A 2,700-year-old drop toilet, found at an ancient royal estate in southern Jerusalem, still shows traces of what could have been an epidemic of parasitic infection long ago.
The findings suggest even the wealthiest inhabitants of ancient Jerusalem, elite enough to use an outhouse, commonly suffered from intestinal worms.
While latrines and toilets are considered basic sanitation facilities today, that might not have been their function thousands of years ago.
"The presence of indoor toilets may have been more a matter of convenience than an attempt to improve personal hygiene," archaeologists suggest.
"A toilet was a symbol of wealth, a private installation that only the rich could have afforded."
Mesopotamia is said to host the oldest known toilets in the world, roughly 6,000 years old. The historical region, which covered parts of modern-day Kuwait, Iraq, Syria, Iran, and Turkey, is known as 'the cradle of civilization' because it is home to some of the first farmlands.
As hunter-gatherers began to settle down into larger towns and cities, a designated area to poop was a must. For the average farmer, this probably meant going in a waste pit, but in some rare instances, wealthy individuals got more privacy. Judging from the archaeological record, however, private outhouses remained a luxury for many thousands of years.
The limestone loo in Jerusalem is one of the few that have been found.

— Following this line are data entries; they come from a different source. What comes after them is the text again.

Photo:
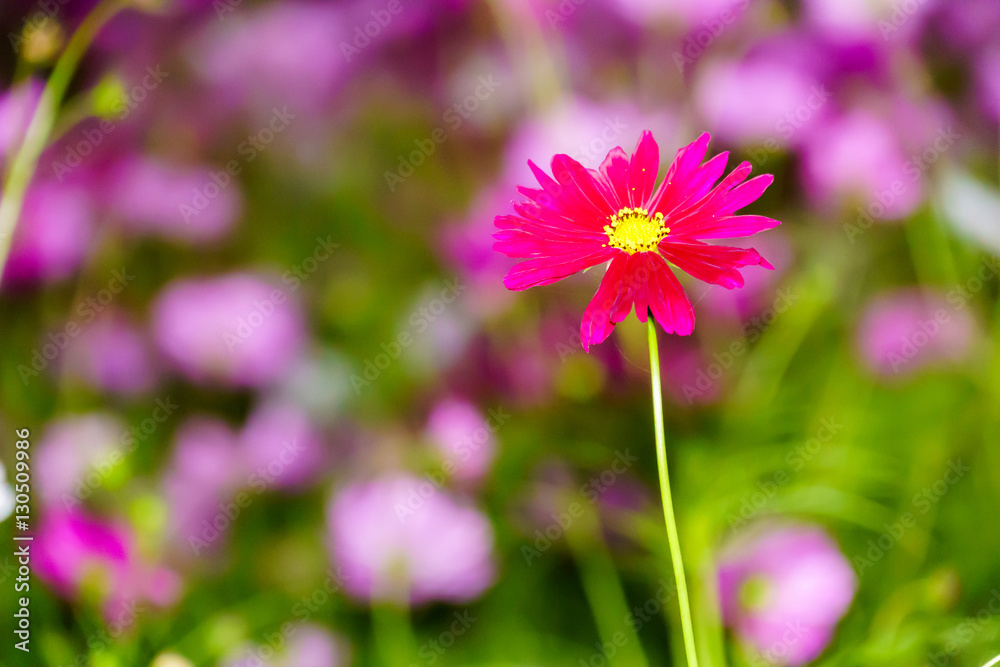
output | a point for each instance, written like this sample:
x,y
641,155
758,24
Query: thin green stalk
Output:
x,y
22,169
668,503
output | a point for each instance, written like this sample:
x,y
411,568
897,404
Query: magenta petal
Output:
x,y
597,325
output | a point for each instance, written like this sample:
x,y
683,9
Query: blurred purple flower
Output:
x,y
238,329
16,108
146,195
75,456
313,646
205,469
112,354
52,236
281,446
77,555
783,590
759,291
728,95
908,330
463,437
988,82
274,55
858,157
868,19
399,537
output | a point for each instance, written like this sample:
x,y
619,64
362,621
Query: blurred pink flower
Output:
x,y
858,157
760,292
274,55
867,19
76,554
52,236
580,218
463,437
146,195
281,446
76,455
206,468
908,330
399,537
988,82
313,646
16,108
783,590
112,354
240,329
302,645
728,95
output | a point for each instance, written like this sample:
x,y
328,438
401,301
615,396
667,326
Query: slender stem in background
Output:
x,y
668,503
40,128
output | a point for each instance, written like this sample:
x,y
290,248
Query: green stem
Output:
x,y
668,503
37,135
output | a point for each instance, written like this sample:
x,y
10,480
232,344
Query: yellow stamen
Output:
x,y
633,230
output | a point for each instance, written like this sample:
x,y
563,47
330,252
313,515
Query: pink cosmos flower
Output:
x,y
583,218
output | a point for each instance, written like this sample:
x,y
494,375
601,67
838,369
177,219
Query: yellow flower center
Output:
x,y
632,230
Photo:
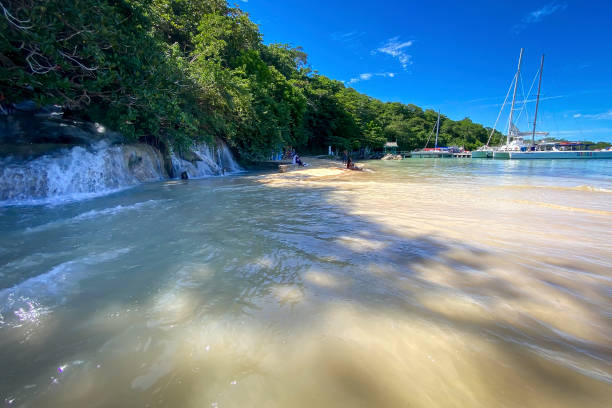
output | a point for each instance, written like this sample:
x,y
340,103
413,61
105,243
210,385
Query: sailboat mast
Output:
x,y
518,73
437,129
537,102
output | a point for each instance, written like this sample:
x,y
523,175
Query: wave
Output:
x,y
30,299
94,214
585,187
564,207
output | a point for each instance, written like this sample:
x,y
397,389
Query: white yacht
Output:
x,y
516,147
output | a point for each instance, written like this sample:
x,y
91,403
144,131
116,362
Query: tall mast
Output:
x,y
437,129
518,73
537,102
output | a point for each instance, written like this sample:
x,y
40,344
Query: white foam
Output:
x,y
214,161
34,294
94,214
78,173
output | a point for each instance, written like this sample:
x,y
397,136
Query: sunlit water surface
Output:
x,y
422,283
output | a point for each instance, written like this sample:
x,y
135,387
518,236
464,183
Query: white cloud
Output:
x,y
396,49
598,116
348,36
367,76
538,15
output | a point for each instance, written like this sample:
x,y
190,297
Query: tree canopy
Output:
x,y
179,71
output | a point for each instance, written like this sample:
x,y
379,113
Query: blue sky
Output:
x,y
460,57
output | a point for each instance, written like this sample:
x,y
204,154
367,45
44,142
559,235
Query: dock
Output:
x,y
432,154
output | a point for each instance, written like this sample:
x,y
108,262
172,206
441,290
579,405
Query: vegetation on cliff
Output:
x,y
175,71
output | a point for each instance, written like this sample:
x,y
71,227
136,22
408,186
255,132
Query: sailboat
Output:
x,y
435,151
516,147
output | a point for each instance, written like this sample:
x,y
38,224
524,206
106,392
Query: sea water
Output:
x,y
423,283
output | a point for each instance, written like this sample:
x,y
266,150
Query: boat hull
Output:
x,y
579,154
430,154
482,154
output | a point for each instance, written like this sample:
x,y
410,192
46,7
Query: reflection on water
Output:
x,y
421,283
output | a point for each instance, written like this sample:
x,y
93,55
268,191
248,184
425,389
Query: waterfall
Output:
x,y
205,161
78,172
101,168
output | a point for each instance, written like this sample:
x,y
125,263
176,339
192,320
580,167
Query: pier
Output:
x,y
432,154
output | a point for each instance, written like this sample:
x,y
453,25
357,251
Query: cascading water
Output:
x,y
101,168
79,172
206,161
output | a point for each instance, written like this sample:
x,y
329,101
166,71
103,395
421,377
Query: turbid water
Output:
x,y
421,283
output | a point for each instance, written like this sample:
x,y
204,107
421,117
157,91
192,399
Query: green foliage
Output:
x,y
180,71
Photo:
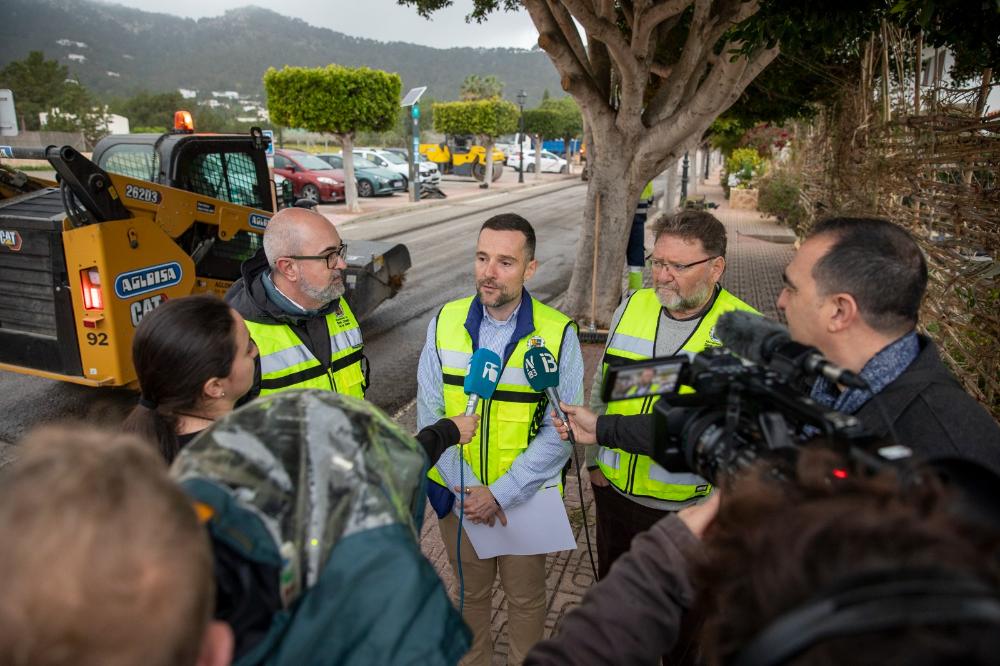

It was discovered in 2019, nestled in what appears to have been a carefully tended garden, right next to the remains of a large mansion filled with expensive items. It was probably owned by someone with great social standing.
The hole in the center of the stone seat suggests this was a basic drop toilet, with just a tank to catch excretion, but the view was something else.
From here, a squatter might have been able to view the City of David and the Temple Mount.
Archaeologists suspect the toilet seat was once surrounded by stone walls and possibly a roof, although the presence of airborne pollen from fruit and pine trees suggests there were probably windows or it was roofless. It could also be that the plants were used as a sort of air freshener.
However nice the small lavatory might have smelt, the presence of parasites suggests sanitary conditions at the time were poor.
Underneath the limestone toilet seat, careful analysis has revealed ancient sediment containing eggs from four different types of intestinal worms.
The eggs of roundworms (Ascaris lumbricoides) and whipworms (Trichuris trichiura) were the most abundant at the site. Both of these intestinal parasites can infect humans, leading to malnutrition and impaired growth in the most severe cases.
They tend to be transmitted when traces of human stool containing parasitic worms or their eggs are accidentally ingested. Once inside the intestine, the parasites are capable of producing thousands of eggs a day in their human hosts.
Without medicine, eradicating these infections in a population is incredibly difficult, especially without a clean system of poop disposal or hand washing facilities.
As such, the presence of roundworms and whipworms in the palatial poop of Jerusalem's elite suggests human feces were treated in unsanitary ways, possibly introduced into water sources, or dumped onto crops, before making their way back to our mouths.
Tapeworms (Taenia sp.) were also found in the fossilized cesspool, and because these parasites have an intermediate stage in beef and pork, they might have entered the human system via improperly cooked meat.
The final eggs found at the site were from pinworms (Enterobius vermicularis) – the earliest record of these parasites in ancient Jerusalem. Pinworms are spread via fecal contamination of the hands, but they can also float in the air.
Some researchers suspect these primate-infecting worms have been a nuisance for us since the very dawn of humankind, but since the eggs are extremely lightweight and delicate, they aren't often captured in the archaeological record.
Perhaps the use of closed-in lavatories spread these airborne infections even more.
Today, tapeworms, pinworms, whipworms and roundworms are still common infections throughout the world, but when medicine and sanitation facilities are available, they are easily treated.
Without these measures, however, intestinal infections like these can easily turn into epidemics, as appears to have been the case in ancient Jerusalem.
"Studies like this one help us document the history of infectious diseases in our area and provide us with a window into the lives of people in ancient times," says archaeologist Dafna Langgut of Tel Aviv University in Jerusalem.
The study was published in the Journal of Paleopathology.